Come in quei giorni disperati, ora e per sempre, nella sua danza intorno al falò, sul teatro della Città Babelica, ora e per sempre, la ballerina di Parigi portava il Sole. In sè, nella propria materia, nei propri atomi viventi, la ballerina di Parigi portava il Sole.
Invece di parlar con la sua voce, danzando raccontava il suo amore.
Lʼorchestra, sui címbali mauritani, suonava la Danza del Sole.
«Che lunga, lunga strada... che infinita malinconia...
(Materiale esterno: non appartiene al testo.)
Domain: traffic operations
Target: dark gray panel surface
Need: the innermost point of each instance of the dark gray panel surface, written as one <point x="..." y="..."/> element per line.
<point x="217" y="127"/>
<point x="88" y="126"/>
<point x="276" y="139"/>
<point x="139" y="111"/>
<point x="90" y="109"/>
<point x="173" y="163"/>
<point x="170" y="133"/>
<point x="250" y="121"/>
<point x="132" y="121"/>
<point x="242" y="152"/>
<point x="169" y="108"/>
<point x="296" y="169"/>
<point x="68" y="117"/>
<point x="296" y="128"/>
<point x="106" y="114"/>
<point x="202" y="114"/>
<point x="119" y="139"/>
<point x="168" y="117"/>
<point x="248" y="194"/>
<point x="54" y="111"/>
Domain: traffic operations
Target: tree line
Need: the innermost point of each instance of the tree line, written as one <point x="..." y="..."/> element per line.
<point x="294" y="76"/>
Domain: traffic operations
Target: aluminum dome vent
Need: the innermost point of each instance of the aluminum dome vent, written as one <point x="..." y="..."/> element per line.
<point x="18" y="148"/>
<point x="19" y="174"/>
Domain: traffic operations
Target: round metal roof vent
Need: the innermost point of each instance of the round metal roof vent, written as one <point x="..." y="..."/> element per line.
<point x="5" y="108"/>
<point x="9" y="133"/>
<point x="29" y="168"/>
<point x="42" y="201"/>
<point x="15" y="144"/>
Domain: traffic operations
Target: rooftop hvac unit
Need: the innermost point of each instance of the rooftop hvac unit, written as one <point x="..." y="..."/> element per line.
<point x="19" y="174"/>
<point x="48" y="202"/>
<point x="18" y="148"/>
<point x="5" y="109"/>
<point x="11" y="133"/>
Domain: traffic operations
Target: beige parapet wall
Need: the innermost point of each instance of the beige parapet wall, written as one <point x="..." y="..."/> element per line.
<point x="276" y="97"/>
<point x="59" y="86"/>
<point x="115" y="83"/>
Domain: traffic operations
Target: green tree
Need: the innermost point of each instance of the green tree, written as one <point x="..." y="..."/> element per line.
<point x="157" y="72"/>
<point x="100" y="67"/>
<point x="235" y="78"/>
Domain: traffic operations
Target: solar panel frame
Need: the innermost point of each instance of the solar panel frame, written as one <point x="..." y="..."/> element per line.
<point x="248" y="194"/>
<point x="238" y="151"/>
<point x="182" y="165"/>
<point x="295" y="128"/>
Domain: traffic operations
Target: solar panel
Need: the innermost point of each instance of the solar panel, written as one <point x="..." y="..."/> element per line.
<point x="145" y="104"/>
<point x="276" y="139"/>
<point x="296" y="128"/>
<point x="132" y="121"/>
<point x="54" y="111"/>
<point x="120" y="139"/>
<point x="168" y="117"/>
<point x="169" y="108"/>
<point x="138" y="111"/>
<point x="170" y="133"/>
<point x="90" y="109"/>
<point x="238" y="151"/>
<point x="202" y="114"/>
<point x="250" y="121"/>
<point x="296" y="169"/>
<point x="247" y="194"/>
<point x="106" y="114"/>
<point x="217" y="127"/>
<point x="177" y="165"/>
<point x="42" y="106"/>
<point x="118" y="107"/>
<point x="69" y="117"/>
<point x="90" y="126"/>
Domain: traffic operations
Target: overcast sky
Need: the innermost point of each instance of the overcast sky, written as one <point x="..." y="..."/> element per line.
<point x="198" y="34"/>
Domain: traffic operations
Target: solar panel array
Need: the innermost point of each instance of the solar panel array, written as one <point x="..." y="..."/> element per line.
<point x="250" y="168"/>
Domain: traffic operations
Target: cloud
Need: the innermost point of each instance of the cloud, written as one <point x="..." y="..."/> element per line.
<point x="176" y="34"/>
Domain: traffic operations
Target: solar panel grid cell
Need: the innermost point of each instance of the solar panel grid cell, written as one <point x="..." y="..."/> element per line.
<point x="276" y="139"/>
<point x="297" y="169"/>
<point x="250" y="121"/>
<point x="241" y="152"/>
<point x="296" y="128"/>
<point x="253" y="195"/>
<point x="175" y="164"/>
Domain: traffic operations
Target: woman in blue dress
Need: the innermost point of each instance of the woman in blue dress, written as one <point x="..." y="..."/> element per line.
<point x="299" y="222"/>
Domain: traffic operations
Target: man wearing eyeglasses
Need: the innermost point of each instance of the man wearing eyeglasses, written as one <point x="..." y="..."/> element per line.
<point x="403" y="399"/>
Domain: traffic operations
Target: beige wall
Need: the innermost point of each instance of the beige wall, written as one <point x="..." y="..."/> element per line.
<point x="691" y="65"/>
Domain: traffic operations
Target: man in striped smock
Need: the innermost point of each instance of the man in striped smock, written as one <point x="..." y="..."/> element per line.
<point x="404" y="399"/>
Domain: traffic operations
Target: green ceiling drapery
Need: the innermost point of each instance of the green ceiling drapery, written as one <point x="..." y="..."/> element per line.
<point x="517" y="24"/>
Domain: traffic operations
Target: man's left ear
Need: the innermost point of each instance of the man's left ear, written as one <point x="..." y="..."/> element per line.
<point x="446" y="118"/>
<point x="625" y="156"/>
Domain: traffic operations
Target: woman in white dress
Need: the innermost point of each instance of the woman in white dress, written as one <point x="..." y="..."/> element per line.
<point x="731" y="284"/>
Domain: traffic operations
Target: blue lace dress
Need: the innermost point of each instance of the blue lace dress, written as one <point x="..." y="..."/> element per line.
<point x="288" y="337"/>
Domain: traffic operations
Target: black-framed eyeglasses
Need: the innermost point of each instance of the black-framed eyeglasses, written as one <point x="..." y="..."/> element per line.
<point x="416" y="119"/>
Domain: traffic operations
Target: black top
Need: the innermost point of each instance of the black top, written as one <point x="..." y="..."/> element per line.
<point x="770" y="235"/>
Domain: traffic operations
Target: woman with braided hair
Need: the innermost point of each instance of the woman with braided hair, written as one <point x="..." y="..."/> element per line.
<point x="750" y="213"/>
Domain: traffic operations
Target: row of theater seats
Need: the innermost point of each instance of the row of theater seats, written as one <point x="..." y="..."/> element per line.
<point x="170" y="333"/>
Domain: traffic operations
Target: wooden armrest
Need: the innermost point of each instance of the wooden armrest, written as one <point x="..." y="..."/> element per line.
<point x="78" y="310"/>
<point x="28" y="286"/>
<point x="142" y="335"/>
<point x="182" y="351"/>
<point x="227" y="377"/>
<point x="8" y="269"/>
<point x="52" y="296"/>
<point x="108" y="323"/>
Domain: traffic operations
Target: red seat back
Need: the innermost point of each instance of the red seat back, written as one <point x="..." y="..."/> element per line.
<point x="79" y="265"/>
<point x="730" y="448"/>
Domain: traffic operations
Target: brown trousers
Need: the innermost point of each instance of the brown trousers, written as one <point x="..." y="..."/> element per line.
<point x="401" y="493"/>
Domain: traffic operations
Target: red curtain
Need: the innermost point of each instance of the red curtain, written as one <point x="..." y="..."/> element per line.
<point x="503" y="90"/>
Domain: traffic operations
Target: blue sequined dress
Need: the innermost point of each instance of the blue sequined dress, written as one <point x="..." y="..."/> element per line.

«Divenuta simile al suo carovaniere, aveva ella pure il deserto nellʼanima ed era nata per la via del sud.
«Bon chemin, bon chemin, lalla...»
«A poco a poco la terra diveniva uno sconfinato braciere; ogni traccia dʼabitazione, ogni vestigio dʼalbero spariva. E le ore passavano, i giorni passavano, solo interrotti a lunghissime distanze dalla breve oasi di un magro palmeto.